Ask The Experts: How Prepared are Governments & Consumers for Natural Disasters?
The enduring image from Hurricane Katrina, in 2005, is thousands of New Orleans residents on the roofs of homes and apartment buildings waiting to be rescued from the rising flood waters. Since 2005, federal and state emergency management units have worked to prevent a similar debacle from occurring again.
New disaster management policies are now in place and have been implemented in the wake of 2012's Hurricane Sandy in the Northeast, the outbreak of tornadoes in Kansas and Oklahoma and the wildfires that have ravaged the Southwest this summer.
Two Areas of Concern
In a natural disaster there are two areas of concern. First, there is focus on ensuring the safety and survival of the people who live in the stricken area. Second, there are efforts to protect property to minimize loss.
When a home is damaged or destroyed, the consumer suffers an emotional loss. The insurance company insuring the property suffers a very real economic loss. And in the recent case of Sandy, governments along coastal areas suffer damage to vital infrastructure and the loss of tax revenue from businesses that were unable to operate.
The experts we talked to generally agree that policymakers have done a better job of coping with disasters in the last eight years, though consumers are not as proactive in preparing for disaster as they could be.
Focus Back on Natural Disasters
David McEntire, a professor of public administration at the University of North Texas, says Hurricane Katrina has shifted emergency management policy back to a focus on natural disasters. In the wake of 9/11, he says it had shifted to homeland security.
“While we still are concerned about terrorism, there was a recognition that we cannot ignore hurricanes, tornadoes, flooding, and other disasters," McEntire said. "Also, a new law was passed after Katrina – the Post-Katrina Emergency Management Reform Act -- which basically rebuilt FEMA after the organization suffered due to the creation of the Department of Homeland Security. Hurricane Sandy resulted in a new law to improve recovery operations.”
Thomas Cova, Director of the Center for Natural & Technological Hazards at the University of Utah, says disaster spending can be divided into before and after, and both have gone up following Katrina.
“On the after-side, there are simply more people and infrastructure in hazardous areas every year, and disaster losses continue to skyrocket," Cova said."Disaster spending on the before-side has also risen but not as fast as the after-side as more communities invest in mitigating and preparing for disasters. Hurricane Sandy is too recent to speculate on rising expenditures, but the upward trend in spending is likely to continue for the foreseeable future.”
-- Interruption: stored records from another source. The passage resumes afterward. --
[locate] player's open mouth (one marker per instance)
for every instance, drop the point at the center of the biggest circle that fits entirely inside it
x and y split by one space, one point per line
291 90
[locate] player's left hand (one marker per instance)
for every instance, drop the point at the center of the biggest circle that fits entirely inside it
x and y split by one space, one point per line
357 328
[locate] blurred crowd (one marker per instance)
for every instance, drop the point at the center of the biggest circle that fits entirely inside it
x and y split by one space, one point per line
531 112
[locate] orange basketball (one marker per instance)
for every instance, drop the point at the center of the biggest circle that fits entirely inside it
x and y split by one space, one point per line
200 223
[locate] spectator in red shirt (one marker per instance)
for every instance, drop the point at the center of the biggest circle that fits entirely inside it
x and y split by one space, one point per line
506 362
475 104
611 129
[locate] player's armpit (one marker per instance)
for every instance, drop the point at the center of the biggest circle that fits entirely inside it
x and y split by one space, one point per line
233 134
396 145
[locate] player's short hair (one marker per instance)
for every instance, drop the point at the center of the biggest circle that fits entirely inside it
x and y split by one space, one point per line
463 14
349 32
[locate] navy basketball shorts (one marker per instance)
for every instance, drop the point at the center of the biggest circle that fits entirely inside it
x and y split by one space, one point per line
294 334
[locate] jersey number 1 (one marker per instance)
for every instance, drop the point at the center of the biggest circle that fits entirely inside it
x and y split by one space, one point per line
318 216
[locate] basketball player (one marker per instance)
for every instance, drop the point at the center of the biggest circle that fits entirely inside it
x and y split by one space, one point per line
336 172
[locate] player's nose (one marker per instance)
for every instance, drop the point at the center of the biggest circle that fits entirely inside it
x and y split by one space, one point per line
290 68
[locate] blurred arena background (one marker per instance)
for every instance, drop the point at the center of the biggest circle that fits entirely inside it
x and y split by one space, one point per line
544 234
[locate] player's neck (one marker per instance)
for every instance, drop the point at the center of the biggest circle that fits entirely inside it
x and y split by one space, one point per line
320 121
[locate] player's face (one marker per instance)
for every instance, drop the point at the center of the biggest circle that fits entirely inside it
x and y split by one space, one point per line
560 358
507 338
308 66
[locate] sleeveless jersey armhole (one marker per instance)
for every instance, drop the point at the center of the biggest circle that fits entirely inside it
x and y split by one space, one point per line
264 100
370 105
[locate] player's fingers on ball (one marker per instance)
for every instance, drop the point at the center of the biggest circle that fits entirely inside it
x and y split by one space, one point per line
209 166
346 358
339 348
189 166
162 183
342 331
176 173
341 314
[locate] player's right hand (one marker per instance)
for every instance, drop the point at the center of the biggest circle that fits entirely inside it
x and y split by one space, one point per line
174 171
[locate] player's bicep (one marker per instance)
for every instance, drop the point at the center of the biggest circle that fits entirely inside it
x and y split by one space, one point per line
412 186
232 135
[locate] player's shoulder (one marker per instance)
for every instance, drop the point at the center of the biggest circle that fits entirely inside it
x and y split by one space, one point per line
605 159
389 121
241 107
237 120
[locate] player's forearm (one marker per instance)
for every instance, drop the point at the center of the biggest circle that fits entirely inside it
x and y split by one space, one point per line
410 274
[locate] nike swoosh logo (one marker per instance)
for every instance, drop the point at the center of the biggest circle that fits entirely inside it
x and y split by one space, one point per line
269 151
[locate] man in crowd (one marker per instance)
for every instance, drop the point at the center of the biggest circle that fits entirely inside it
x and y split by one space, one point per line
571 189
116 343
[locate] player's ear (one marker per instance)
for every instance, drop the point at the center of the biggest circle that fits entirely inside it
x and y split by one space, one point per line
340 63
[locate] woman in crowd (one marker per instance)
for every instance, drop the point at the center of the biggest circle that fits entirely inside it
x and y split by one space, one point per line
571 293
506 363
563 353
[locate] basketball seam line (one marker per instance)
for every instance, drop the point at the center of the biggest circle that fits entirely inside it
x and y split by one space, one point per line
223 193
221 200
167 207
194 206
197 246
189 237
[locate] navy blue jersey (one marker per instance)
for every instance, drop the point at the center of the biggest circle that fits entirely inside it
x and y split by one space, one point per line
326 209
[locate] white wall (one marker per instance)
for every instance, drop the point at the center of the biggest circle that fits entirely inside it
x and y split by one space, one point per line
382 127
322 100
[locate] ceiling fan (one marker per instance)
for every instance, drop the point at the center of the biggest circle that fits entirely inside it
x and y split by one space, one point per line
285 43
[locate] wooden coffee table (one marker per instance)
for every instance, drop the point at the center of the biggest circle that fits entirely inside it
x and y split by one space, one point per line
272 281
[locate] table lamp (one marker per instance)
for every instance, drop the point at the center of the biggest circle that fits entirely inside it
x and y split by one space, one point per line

While governments have a responsibility to protect citizens from natural disasters as much as possible, the citizens themselves also have a responsibility to reduce their own risk, where possible. Jeffrey Czajkowski, research fellow at the Wharton Risk Management and Decision Processes Center at the University of Pennsylvania, thinks consumers could be doing a better job.
“We've surveyed households over the past three seasons that were under threat of hurricane and we asking them things like 'what kind of mitigation have you added to your home?' And we found that only 20% to 30% of these households had done anything to prepare,” he said. “And these include people living directly on the water.”
Among the things they could be doing, he says, are elevating their homes, flood-proofing them or adding proper wind mitigation to the roof or windows. Meanwhile, those living in the nation's heartland are at risk of, not hurricanes but tornadoes.
In areas with a lot of tornado activity, homes with basements offer the best protection. Homeowners without basements have, in recent years, added underground storm cellars adjacent to their homes. They not only add a place of safety during a disaster but can add value to your home when you sell.